Kevin Durant came back to Phoenix on Tuesday with four games left in the regular season, and he used his first words in the Valley since being traded to the Houston Rockets last June to make one thing plain: he is moving on. The Phoenix Suns hosted the Rockets in a nationally televised primetime game that carried a sharper edge because Durant was back in the building.
Durant said he felt “booted out of the building and scapegoated” after the trade, but added Tuesday, “I’m pretty much over it.” He said there was “not much sentimental value between me and this place,” even though he said he always felt the love from Suns fans and appreciated his time in Phoenix.
That time was shorter than many expected. Durant said he was only in Phoenix for a short amount of time and that he “wasn’t here long enough to really feel like I left a mark here.” He added, “That’s unfortunate because I want to leave marks everywhere I go,” before saying, “But it is what it is, you move on and appreciate the time spent.”
The Suns won one playoff series during Durant’s run with the team, a modest return for a roster that arrived with bigger ambitions. Durant had already said in earlier comments that he felt scapegoated and hurt by the trade, and his return on Tuesday put that history back in front of a crowd that included both fervent supporters and vocal critics. He had missed Houston’s first game in Phoenix in late November because of a personal matter.

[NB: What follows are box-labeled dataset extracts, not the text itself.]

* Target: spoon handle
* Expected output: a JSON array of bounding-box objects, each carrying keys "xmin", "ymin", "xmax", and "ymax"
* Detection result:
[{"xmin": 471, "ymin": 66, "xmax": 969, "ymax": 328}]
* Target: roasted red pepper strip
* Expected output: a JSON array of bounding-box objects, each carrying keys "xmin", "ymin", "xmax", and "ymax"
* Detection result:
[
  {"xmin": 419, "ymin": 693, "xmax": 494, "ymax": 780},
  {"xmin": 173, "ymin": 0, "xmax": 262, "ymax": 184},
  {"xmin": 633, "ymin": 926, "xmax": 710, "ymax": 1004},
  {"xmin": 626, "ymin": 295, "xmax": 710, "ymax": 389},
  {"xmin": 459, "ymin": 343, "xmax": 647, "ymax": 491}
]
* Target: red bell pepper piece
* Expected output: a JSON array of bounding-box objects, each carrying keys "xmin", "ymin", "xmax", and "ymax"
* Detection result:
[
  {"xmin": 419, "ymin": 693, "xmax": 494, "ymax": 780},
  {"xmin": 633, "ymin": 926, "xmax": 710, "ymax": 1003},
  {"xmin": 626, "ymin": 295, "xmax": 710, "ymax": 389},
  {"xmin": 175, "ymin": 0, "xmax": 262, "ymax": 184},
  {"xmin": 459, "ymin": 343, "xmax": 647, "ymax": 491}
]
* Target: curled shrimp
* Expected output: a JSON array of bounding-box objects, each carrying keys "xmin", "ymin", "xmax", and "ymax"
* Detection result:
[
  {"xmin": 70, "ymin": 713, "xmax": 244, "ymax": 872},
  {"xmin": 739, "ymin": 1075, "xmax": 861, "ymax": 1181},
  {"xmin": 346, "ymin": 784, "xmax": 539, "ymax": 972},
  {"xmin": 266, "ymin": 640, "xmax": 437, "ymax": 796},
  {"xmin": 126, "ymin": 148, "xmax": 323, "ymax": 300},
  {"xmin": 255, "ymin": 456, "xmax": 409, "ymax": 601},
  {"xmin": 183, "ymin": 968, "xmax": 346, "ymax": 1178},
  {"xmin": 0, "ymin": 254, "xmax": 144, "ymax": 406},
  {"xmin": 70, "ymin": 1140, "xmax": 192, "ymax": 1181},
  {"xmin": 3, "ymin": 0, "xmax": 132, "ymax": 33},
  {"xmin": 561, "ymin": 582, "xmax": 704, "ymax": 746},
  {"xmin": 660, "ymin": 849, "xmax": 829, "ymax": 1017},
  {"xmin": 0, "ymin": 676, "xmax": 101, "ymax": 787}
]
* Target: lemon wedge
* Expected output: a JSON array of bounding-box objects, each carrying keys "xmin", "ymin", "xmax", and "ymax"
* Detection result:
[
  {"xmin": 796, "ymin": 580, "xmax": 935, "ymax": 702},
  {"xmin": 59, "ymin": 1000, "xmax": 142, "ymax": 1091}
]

There was another layer to the matchup, too. Jalen Green was facing Houston for the first time since he was traded, while Dillon Brooks was active in the prior meetings with the Suns. That made the Rockets-Suns game more than another late-season stop; it was a reminder of how quickly a roster can change and how little sentiment survives in the middle of it.
Durant said Phoenix was “a great place to live” and that he “definitely loved living here,” but he drew a clear line between liking the city and feeling attached to what happened on the court. In a league built on movement, Tuesday felt less like a reunion than an acknowledgment that the business has already passed the emotional part of the story.